Scaling of engines from FGRL rating list

jhellis3 · Post by **jhellis3** » Mon Apr 10, 2017 11:06 pm

A small post explaining the issue with drawing conclusions from the data Mark posted.

The data:

TC = 3' + 2" -40 Elo (5000 games)
TC = 10' + 6" -30 Elo (5000 games)
TC = 30' + 15" -21 Elo (2000 games)
TC = 90' + 30" -10 Elo ( 500 games)

So what we have presented here is an approximate 10 Elo gain for each tripling of time. Now, if we just glance at the data a clear trend is immediately apparent, the aforementioned 10 Elo gain for 3x time, or is it a 10 Elo loss for each 1/3rd of time.... Do we really know?

In order to be absolutely certain we are witnessing a genuine Elo gain as opposed to Elo compression, the absolute best evidence we could have is a data point where Komodo is clearly stronger than Stockfish.

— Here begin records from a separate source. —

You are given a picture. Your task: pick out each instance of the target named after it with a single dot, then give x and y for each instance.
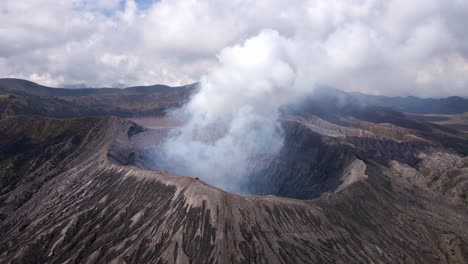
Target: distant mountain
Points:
(411, 104)
(21, 97)
(369, 185)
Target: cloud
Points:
(391, 47)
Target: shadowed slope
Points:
(95, 211)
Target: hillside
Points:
(20, 97)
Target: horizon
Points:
(391, 48)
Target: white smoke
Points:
(233, 117)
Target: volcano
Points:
(359, 179)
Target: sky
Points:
(394, 47)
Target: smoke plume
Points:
(233, 118)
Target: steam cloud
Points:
(233, 118)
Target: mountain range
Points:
(360, 179)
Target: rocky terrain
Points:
(20, 97)
(352, 184)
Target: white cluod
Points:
(232, 120)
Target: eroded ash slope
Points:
(67, 200)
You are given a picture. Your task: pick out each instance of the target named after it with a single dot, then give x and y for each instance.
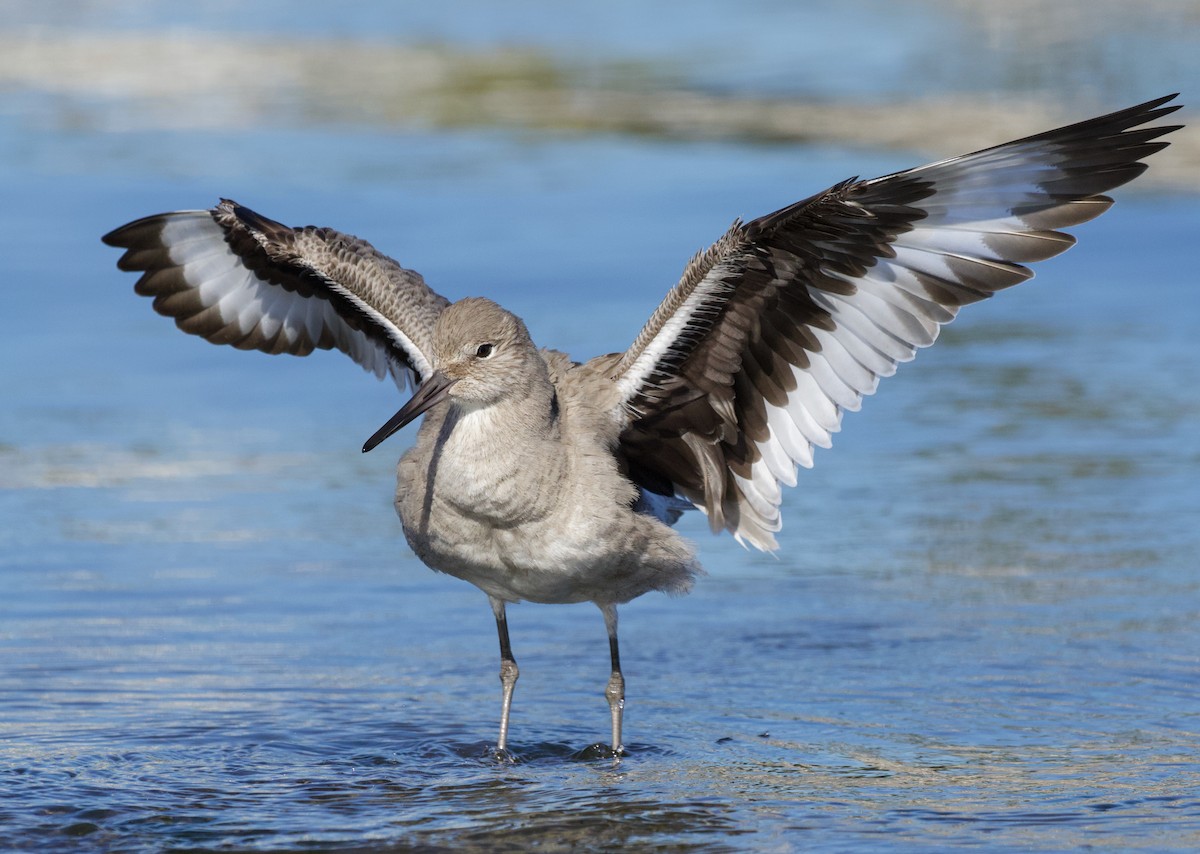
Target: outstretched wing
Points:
(790, 319)
(235, 277)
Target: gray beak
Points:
(432, 391)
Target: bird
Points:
(541, 479)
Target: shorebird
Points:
(540, 479)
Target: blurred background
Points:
(982, 621)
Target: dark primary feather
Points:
(798, 314)
(235, 277)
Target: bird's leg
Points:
(509, 674)
(616, 690)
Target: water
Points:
(979, 630)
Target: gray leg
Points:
(509, 673)
(616, 690)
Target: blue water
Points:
(981, 627)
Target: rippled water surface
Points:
(981, 627)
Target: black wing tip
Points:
(251, 218)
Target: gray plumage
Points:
(539, 479)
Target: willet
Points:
(535, 477)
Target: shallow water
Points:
(981, 627)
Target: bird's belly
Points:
(543, 560)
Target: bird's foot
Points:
(502, 755)
(600, 751)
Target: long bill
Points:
(432, 391)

Assuming, the naive path continues, 270' + 90" should be equal, and at 810' + 270" Komodo should have a 10 Elo lead.

Obviously, this presents practical problems, but luckily we have a solution. I believe Mark & Larry have alluded to better scaling for Komodo with core count as well. Thus, assuming this claim to be true, we can up the core count and reduce the time, and Komodo should still come out ahead.

810' + 270" / 32 = 25.3' + 8.5"

Obviously scaling won't be perfect, so let's round up to 30' + 15" on 32+ cores. With both superior time and thread scaling, that should be more than enough for Komodo to assert its dominance. Now, all we need is someone with such a machine to run a 2000 game match (we will forget that we have seen fishtest results swing after even 15-20k games).

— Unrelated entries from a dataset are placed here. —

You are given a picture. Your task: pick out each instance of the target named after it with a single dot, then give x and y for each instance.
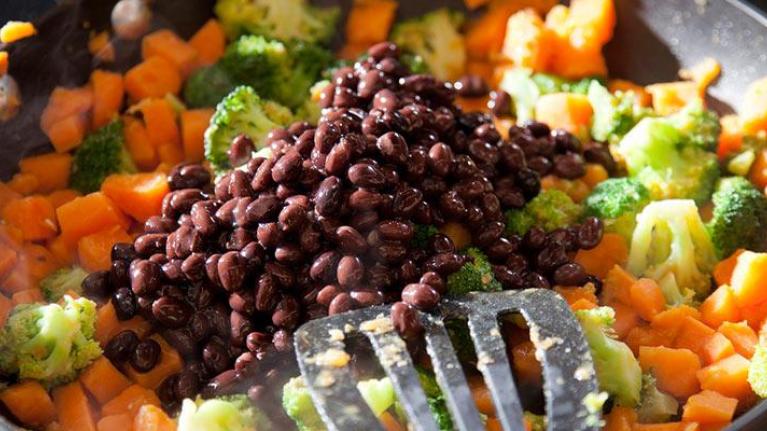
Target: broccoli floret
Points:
(670, 244)
(207, 86)
(617, 201)
(230, 413)
(655, 406)
(435, 37)
(739, 217)
(618, 371)
(656, 154)
(242, 111)
(474, 276)
(278, 19)
(61, 281)
(101, 154)
(550, 210)
(49, 342)
(614, 115)
(700, 127)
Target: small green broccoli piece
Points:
(550, 210)
(671, 245)
(655, 406)
(614, 115)
(207, 86)
(474, 276)
(55, 285)
(657, 155)
(435, 37)
(618, 371)
(700, 126)
(242, 111)
(278, 19)
(617, 201)
(739, 217)
(230, 413)
(101, 154)
(49, 342)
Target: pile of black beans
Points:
(228, 271)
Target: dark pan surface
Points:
(655, 38)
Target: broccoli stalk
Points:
(61, 281)
(671, 245)
(435, 37)
(101, 154)
(474, 276)
(242, 111)
(550, 210)
(50, 342)
(617, 201)
(278, 19)
(618, 371)
(739, 217)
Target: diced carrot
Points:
(369, 21)
(121, 422)
(693, 335)
(170, 363)
(153, 418)
(715, 348)
(194, 122)
(166, 44)
(209, 42)
(727, 376)
(51, 170)
(89, 214)
(108, 94)
(30, 403)
(674, 369)
(709, 407)
(143, 153)
(747, 279)
(103, 381)
(72, 408)
(720, 307)
(130, 401)
(34, 216)
(155, 77)
(611, 251)
(743, 338)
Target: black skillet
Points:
(654, 39)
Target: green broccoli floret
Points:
(435, 37)
(49, 342)
(101, 154)
(278, 19)
(614, 114)
(242, 111)
(657, 154)
(739, 217)
(700, 127)
(617, 201)
(230, 413)
(550, 210)
(618, 371)
(474, 276)
(59, 282)
(655, 406)
(207, 86)
(298, 404)
(671, 245)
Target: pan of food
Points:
(383, 215)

But we do have one fairly recent data point to look upon, the last TCEC. It was only 20 cores for stage 3 but the time control of 150' + 15" was certainly large enough. And yet....

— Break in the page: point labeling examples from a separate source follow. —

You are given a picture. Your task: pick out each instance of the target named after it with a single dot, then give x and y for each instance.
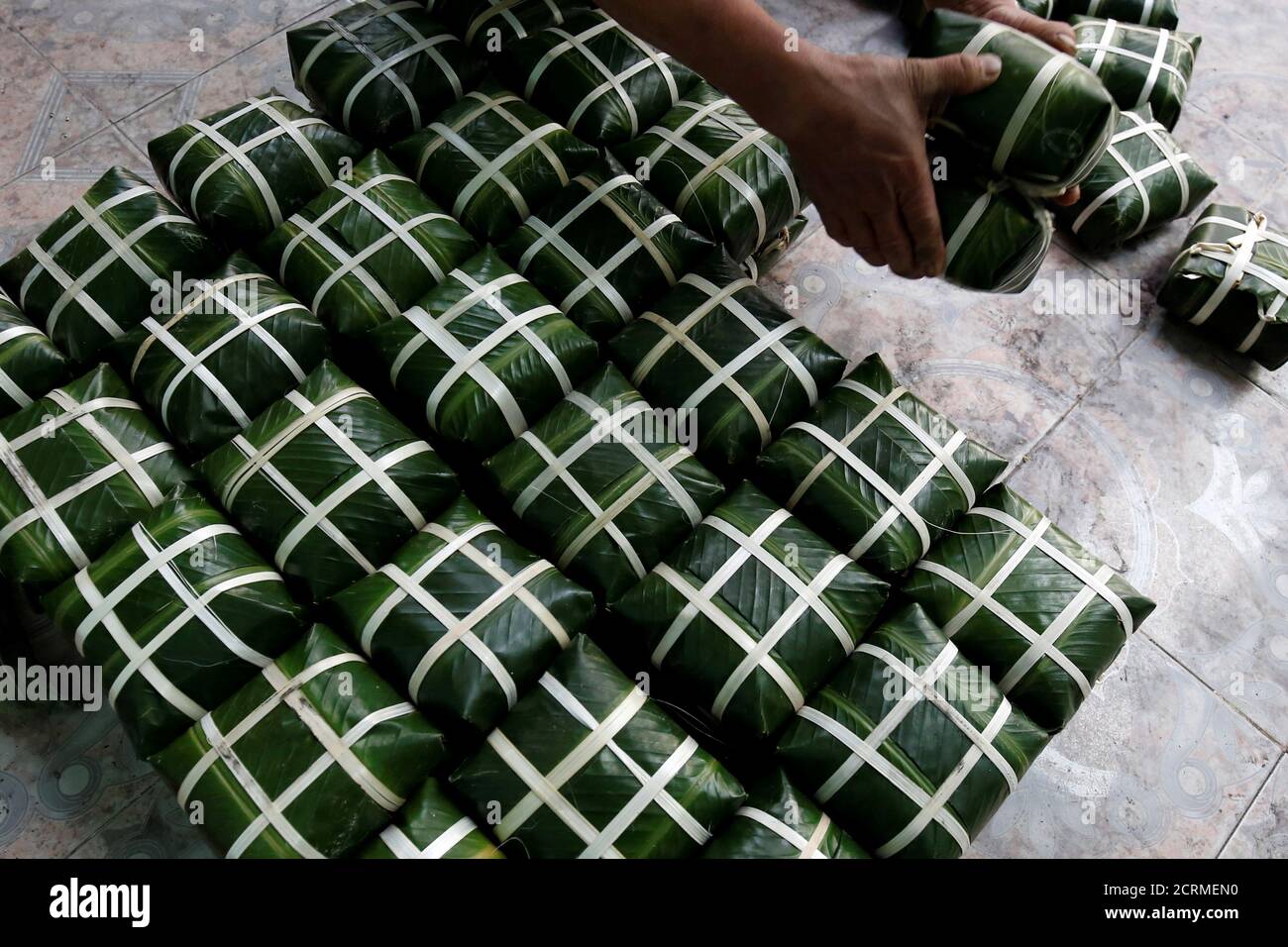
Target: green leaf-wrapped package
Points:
(329, 482)
(237, 343)
(1138, 64)
(483, 356)
(719, 348)
(308, 761)
(378, 69)
(245, 169)
(752, 612)
(366, 249)
(114, 257)
(463, 618)
(599, 80)
(588, 767)
(780, 821)
(1144, 180)
(492, 158)
(876, 471)
(78, 468)
(719, 170)
(30, 364)
(1043, 123)
(1019, 596)
(430, 826)
(179, 612)
(909, 746)
(604, 484)
(603, 248)
(1232, 281)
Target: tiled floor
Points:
(1164, 458)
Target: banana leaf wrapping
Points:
(78, 468)
(366, 249)
(1043, 123)
(752, 612)
(1144, 180)
(1019, 596)
(876, 471)
(114, 257)
(237, 343)
(30, 364)
(490, 26)
(1160, 13)
(493, 159)
(245, 169)
(430, 826)
(309, 759)
(330, 482)
(179, 613)
(1138, 64)
(603, 82)
(381, 71)
(780, 821)
(483, 355)
(1232, 281)
(588, 767)
(719, 170)
(604, 484)
(463, 618)
(720, 350)
(603, 248)
(910, 746)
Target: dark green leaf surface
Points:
(464, 618)
(179, 613)
(307, 761)
(892, 446)
(616, 776)
(905, 767)
(329, 482)
(1039, 583)
(752, 612)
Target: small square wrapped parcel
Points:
(910, 746)
(752, 612)
(112, 258)
(1043, 123)
(430, 826)
(725, 175)
(876, 471)
(588, 767)
(308, 759)
(1019, 596)
(77, 468)
(179, 612)
(243, 170)
(780, 821)
(330, 480)
(603, 248)
(1144, 180)
(483, 356)
(237, 343)
(1138, 64)
(366, 249)
(463, 618)
(493, 159)
(30, 363)
(1232, 281)
(380, 69)
(717, 347)
(601, 81)
(604, 484)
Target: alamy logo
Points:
(90, 900)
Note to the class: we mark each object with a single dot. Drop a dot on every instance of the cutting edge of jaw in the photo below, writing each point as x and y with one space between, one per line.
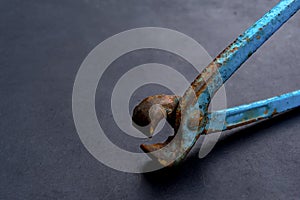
150 111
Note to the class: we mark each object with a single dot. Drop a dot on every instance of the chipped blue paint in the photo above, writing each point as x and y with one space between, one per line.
249 113
224 65
192 112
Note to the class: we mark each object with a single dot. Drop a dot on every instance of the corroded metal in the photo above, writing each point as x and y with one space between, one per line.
191 116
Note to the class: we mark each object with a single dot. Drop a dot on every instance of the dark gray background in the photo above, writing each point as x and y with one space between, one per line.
42 44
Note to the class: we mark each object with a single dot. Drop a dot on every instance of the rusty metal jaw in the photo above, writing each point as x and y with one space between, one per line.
191 115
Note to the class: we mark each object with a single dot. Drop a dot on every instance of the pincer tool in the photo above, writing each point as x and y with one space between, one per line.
189 115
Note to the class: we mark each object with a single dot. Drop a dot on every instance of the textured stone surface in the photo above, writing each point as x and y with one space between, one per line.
42 45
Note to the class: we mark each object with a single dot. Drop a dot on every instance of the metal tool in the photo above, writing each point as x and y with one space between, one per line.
189 115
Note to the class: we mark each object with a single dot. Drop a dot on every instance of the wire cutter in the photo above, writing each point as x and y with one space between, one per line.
189 115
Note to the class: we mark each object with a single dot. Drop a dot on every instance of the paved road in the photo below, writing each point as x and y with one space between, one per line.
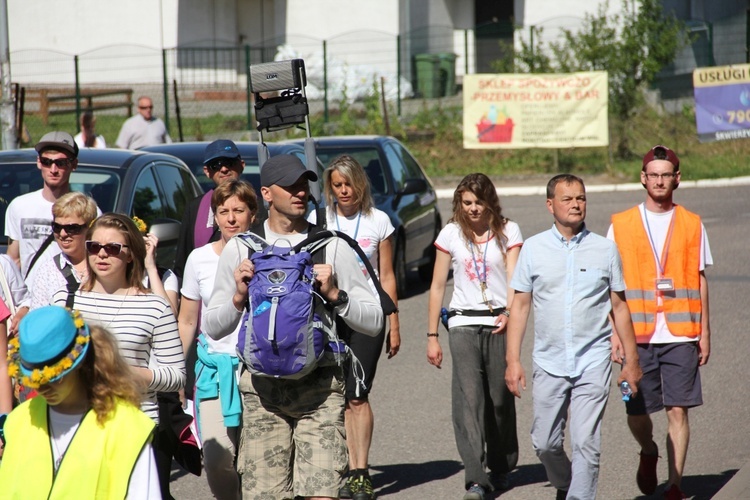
414 455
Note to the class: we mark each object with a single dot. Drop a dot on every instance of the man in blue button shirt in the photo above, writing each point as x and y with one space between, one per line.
574 278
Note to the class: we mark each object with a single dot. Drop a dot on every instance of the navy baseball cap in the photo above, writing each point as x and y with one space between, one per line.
660 152
223 148
284 170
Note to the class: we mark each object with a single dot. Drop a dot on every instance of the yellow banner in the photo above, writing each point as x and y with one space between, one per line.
535 111
715 76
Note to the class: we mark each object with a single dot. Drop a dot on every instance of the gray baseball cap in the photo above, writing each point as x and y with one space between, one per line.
59 140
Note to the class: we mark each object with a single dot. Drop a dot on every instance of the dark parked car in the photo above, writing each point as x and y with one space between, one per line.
401 189
154 187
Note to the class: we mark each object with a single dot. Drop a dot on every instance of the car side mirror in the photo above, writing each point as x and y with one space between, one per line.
165 229
411 186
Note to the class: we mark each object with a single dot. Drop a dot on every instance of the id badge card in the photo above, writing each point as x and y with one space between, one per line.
665 284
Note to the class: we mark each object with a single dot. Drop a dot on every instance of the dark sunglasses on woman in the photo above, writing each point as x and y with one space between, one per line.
71 229
112 249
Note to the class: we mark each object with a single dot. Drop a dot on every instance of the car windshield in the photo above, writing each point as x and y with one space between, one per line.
20 178
366 156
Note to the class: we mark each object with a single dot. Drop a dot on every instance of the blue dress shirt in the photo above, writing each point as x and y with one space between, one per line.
570 282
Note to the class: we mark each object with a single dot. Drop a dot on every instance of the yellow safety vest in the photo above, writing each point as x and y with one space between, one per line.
682 306
97 464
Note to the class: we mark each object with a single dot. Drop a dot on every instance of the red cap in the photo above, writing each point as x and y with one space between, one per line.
661 153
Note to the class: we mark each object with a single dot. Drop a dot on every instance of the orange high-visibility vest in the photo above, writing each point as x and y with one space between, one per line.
682 306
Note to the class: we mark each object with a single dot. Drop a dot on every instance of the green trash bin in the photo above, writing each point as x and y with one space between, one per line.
447 67
428 75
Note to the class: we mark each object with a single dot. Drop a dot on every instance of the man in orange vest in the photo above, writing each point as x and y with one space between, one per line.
664 250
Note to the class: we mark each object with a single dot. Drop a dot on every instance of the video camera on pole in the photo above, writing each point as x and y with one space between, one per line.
288 108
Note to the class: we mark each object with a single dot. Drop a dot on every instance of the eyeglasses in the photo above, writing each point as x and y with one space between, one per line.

I would say that in order to make the claim that engine A genuinely out-scales engine B, then you need to be able to show a (reasonable) data point where engine A actually beats engine B.

Why is this necessary? Let's look at the data Mark posted once again. Now, imagine I fiddle with SF's time management a tiny bit to make it slightly sub-optimal. This change will certainly be felt at low time controls, but will essentially disappear as T approaches infinity. At any rate, the upshot is I artificially lower SF's strength by 30 Elo at the shortest time control, but SF's strength at the longest time control is virtually unchanged. Now, SF simply has a 10 Elo advantage forever according to the "scaling" trajectory. Or maybe Komodo is the one with worse time management

.

The truth is I don't know. Nobody can know just from that set of data. It could be Elo compression. It could be poor time management by Komodo. It could be that Komodo does indeed scale better with time than Stockfish. It could also be a whole host of other issues from eval, to pruning techniques, to opening selections, to branching factor, etc... I don't know. But I do know for someone to say they do know means that either they haven't it all through, made a mistake, are rather arrogant, or are being purposefully disingenuous. Personally, I like to give people the benefit of the doubt and just assume they made a mistake and/or forgot to take some factors into consideration. I know I do that all the time (usually several times per day).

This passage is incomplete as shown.